第13話 レインちゃんの戦闘訓練 その1


 隼人は水槽から出ると横にかけてあるタオルで体を噴き、白い患者服を着た。


 身体をまさぐるとさっきまであった傷は綺麗になくなっているが、欠損した右腕はそのまんまだった。先端にはまだ機器が取り付けてある。


 二日しかたっていないのに、この治癒速度は以上だ。多分あの水槽の液体の効果なのだろう。


 左目に関しては、何にも違和感なく見えている。しかも触っても痛くない、何とも不思議な感じだ。


 「この左目は何?」


 「それは義眼です。戦闘用にも対応したの高性能の物になっています。隼人を救出した際に、目に破片が杭噛んでいたのでその代わりとさせて頂きました」


 ...そっか、戦闘用か~......ん?


「ちょっと待って今なんつった?」


「はい、救出した際に目が負傷と」


 「違う違うそうじゃない、その前」


 「戦闘用の義眼と申しました」


 「ちゃっかり、戦闘用にしてんじゃねーか!」


 「隼人は頼みを引き受けてくれると私は最初から分かっていました」


  落胆しながら隼人は肩を落とした。 


 「ありがとう。ちゃんと見えてるよ」


 「それは、良かったです。では行きましょう、着いてきてください」


 そう言って2人は部屋を後にした。部屋を出ると隼人は、少し船内に違和感を感じた。雰囲気が来た時と少し違う気がしたのだ。


 「この中は?なんか来た時よりも長く感じる気がするんだけど」


 「はい、私たちがいるのは敵船の中ですからね」


 「はぁ!大丈夫なのそれ」


  バクンと心臓が跳ね上がった。


 「ご安心を、隼人が乗り込んだ脱出艇をコアとして今は完全に私の管理下ありますので大丈夫です」


 「へぇ~。じゃあ、あの人型ロボットとかいるの?」


 「これは、空母ではありません。どちらかと言うと、ステルス戦艦なので、隠密行動向きのものでありますが、内部にIAは搭載されていませんでした」


 「そっか、良かった~」


 隼人は胸を撫で下した。まだ、レイヴンに対してトラウマがまだ残っている分、見てしまった時は動悸が止まらなかっただろう。

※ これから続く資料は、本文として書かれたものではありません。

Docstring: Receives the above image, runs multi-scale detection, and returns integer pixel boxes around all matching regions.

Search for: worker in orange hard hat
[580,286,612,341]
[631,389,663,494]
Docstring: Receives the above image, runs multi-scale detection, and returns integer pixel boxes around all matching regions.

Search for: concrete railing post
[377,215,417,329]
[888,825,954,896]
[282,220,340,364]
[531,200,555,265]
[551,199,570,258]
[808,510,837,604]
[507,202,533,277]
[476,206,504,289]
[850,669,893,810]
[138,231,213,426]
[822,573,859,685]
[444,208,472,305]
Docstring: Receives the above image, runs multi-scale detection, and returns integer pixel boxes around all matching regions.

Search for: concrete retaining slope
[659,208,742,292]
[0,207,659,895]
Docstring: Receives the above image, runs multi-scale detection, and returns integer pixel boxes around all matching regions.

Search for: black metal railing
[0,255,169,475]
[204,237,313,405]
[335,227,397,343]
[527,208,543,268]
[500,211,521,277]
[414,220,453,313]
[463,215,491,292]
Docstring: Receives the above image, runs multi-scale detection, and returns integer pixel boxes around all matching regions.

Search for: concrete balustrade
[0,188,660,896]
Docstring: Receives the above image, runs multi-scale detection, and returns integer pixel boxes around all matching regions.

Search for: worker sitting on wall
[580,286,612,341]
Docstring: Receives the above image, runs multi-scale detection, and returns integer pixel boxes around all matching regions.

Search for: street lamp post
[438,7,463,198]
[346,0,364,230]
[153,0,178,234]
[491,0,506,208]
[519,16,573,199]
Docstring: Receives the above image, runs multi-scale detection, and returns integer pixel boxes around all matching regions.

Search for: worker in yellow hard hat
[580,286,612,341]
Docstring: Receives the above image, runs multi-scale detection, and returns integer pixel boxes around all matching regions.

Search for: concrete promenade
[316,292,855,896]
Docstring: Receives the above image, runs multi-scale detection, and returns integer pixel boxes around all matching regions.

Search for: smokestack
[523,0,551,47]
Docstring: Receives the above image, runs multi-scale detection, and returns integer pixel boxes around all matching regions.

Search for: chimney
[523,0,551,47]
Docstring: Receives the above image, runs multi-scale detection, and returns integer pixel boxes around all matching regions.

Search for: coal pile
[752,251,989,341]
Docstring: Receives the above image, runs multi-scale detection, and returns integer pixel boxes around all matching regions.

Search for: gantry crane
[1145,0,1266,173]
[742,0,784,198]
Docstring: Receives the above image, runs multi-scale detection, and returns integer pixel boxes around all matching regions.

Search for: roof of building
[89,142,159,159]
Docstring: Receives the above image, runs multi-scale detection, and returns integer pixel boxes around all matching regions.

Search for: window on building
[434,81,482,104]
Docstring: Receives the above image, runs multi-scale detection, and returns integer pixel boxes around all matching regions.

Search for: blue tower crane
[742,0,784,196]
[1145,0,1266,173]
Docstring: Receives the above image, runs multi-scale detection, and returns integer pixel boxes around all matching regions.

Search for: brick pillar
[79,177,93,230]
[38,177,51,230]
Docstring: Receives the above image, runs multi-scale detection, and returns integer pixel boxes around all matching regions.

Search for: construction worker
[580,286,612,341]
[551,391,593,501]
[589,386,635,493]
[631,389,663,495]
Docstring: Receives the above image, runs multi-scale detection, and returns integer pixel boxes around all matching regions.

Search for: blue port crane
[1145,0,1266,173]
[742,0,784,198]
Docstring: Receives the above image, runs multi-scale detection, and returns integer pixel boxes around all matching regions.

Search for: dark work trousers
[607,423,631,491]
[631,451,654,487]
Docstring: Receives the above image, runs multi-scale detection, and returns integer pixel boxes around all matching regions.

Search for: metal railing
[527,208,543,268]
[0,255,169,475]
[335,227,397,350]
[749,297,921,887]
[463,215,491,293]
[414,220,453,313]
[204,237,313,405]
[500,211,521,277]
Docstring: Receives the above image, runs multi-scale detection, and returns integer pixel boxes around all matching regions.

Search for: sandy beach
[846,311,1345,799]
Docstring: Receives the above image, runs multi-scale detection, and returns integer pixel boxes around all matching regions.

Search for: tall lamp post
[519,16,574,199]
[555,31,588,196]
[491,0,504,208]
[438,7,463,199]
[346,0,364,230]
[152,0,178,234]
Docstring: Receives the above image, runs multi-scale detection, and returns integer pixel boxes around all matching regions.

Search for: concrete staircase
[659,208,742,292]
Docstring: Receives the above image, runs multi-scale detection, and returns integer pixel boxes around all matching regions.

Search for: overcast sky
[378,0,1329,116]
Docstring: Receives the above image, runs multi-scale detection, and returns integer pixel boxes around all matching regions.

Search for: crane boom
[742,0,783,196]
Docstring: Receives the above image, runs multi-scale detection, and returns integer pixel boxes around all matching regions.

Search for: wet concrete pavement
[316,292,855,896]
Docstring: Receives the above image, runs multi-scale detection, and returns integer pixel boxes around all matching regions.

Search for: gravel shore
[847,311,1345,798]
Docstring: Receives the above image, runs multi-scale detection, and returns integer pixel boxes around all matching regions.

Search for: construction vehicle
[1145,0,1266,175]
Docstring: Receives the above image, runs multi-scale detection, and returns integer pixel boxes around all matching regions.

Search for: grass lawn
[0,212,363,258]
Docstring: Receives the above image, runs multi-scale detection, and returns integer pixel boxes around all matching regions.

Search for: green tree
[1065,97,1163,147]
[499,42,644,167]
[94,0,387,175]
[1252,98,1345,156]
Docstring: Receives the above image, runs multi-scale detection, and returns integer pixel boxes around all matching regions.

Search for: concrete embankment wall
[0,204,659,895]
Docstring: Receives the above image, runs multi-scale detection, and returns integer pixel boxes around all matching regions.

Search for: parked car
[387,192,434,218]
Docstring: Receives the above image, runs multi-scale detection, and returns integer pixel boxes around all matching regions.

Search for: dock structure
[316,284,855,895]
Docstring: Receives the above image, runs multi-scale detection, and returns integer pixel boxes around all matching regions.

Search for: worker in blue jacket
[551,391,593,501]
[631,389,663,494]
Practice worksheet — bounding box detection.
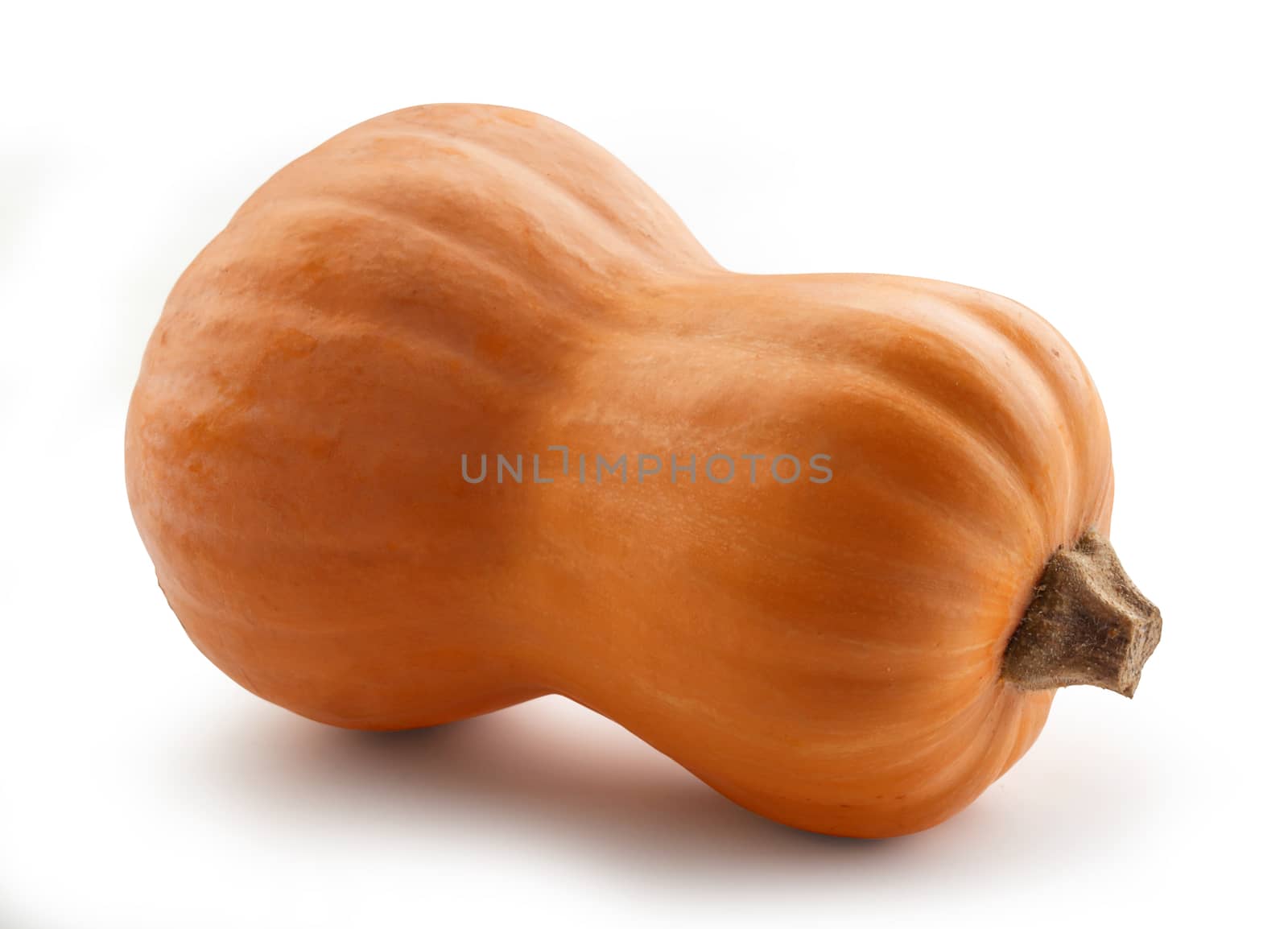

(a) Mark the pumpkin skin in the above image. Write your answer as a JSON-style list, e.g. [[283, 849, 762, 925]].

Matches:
[[125, 105, 1113, 837]]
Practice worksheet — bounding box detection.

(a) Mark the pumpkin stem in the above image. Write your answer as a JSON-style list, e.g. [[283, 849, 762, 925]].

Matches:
[[1002, 530, 1163, 697]]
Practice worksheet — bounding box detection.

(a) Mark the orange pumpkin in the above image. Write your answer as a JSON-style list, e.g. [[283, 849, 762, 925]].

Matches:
[[125, 105, 1161, 836]]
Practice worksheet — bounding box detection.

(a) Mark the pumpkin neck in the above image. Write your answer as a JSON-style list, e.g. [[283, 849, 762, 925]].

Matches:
[[1002, 530, 1163, 697]]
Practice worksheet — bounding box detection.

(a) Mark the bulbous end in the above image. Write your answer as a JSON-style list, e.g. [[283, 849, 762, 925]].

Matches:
[[1002, 530, 1163, 697]]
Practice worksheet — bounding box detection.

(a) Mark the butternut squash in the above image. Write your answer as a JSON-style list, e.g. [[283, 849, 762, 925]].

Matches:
[[125, 105, 1161, 836]]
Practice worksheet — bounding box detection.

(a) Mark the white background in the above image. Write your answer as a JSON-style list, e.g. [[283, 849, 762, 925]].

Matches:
[[0, 2, 1288, 929]]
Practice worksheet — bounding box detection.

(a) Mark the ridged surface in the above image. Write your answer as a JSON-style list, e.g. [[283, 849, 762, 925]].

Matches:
[[126, 105, 1112, 836]]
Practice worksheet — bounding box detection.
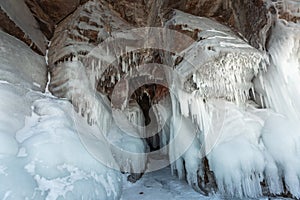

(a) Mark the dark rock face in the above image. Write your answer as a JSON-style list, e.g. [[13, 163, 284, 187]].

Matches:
[[38, 0, 80, 23], [25, 0, 55, 40], [0, 0, 46, 54]]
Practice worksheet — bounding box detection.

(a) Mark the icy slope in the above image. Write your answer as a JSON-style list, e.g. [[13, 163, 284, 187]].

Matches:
[[0, 28, 121, 200]]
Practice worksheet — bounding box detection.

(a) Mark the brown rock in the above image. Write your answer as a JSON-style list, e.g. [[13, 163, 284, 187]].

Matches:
[[38, 0, 80, 23]]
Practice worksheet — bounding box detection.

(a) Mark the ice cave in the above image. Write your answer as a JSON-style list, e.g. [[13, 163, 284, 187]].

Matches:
[[0, 0, 300, 200]]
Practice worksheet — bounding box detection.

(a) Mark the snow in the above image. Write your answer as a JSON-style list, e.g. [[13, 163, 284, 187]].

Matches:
[[0, 0, 46, 53], [121, 167, 219, 200], [166, 10, 263, 103], [0, 31, 47, 91], [0, 32, 122, 200]]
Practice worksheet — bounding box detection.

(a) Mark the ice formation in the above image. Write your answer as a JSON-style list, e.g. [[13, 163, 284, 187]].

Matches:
[[0, 32, 121, 200], [163, 9, 300, 198], [0, 0, 46, 53], [0, 1, 300, 199]]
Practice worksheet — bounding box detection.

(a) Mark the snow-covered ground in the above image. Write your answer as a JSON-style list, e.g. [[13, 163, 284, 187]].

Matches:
[[121, 167, 219, 200], [121, 167, 288, 200]]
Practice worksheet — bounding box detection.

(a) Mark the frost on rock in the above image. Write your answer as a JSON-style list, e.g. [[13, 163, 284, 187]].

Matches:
[[166, 11, 262, 103], [0, 0, 46, 53], [0, 28, 121, 200], [167, 8, 300, 198], [255, 20, 300, 121], [107, 102, 147, 174], [0, 31, 47, 91]]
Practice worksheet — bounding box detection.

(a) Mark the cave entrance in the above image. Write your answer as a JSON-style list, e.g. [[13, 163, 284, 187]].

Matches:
[[131, 84, 169, 151]]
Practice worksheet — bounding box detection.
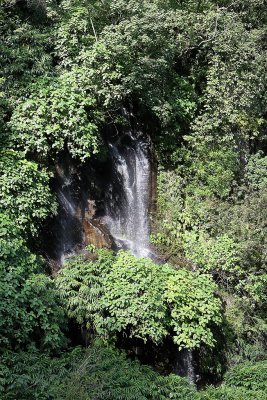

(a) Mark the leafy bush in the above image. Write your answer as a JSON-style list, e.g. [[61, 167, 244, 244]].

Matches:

 長い廊下を歩くこと数分、一室に着いた。中はトレーニング器具一個もない個室で、中央に大きなカプセルベッドがあるだけだ。


 「あれ、訓練するんじゃないの?」


 「しますよ。あの中で」


 「あれで」

 

 隼人はカプセルベッドを指した。


 「はい、隼人には仮想世界で訓練して頂きます」

 未来の技術を体験できるなどそうそうないであろう。隼人の少年心が今にも弾けそうだ。


 「未来では当たり前のシュミレーターですからね」


 カシュ―


 カプセルベットが開くと隼人は中に入り仰向けに寝そべった。


 「これで合ってる?」


 「合っています」


 カプセルのカバーが閉じて、中に空気が充満していく。酸素ベッドみたいで気持ちい感じがしていた。すると徐々に眠気が押し寄せてきた


 「そうしましたら、そのまま眠気に身を任せてください」


 隼人は、レインのぼやける声を聴きながらまた目を閉じたのだった。




 『コネクション完了』


 電子音で目が覚めた。周りは、物が何一つない真っ白い世界になっている。


 「隼人、具合はどうですか?」


 レインの声が空間に響いた。隼人は、体を捻ったり、肩を回したりして確かめる。


 「うん、なんともないよ」


 「分かりました。それでは」



 すると、世界が急に変化した。まるで粒子が収束して世界そのものを創り上げていくような感じだ。射撃場に、武器ラックなどその他、隼人はいつの間にか訓練所のようなところにいた。


 「ようこそ戦闘技能訓練所へ」


 後ろを振り向くとレインがそこにいた。


 「それでは、訓練を始める前に」


 「?」


 レインが空間に浮いたパネルを操作をすると、隼人の体が急に光りで包まれた。


 そして、現れたのは先ほどよりも一回り体格が大きくなった自分がいた。身体は普段よりもより一層筋肉質になり、身長も173㎝から177㎝と伸びていた。欠損していた右腕には義手が付けらていて、右の義眼も問題なく動作している。そして、戦闘服も人体を模したような全身タイツの戦闘服になっていた。


 「これは?!」


 「訓練後、現実世界での貴方の体です」


 隼人は体を動かすと、いつもより体が軽いことに気が付いた。ジャンプすると身長の2倍は飛んだのだ。

 

 「すごい、体が軽い」


 「身体強化措置を行えばこれぐらいのことは容易です。それでは、本日から約一週間の訓練期間を終えたのち戦場へ向かいます」


 「それは、少し早すぎないか?」


  普通の軍人でも最低半年の訓練期間は必要なのに対し隼人は素人でたったの一週間だ。これは、大きな痛手だった。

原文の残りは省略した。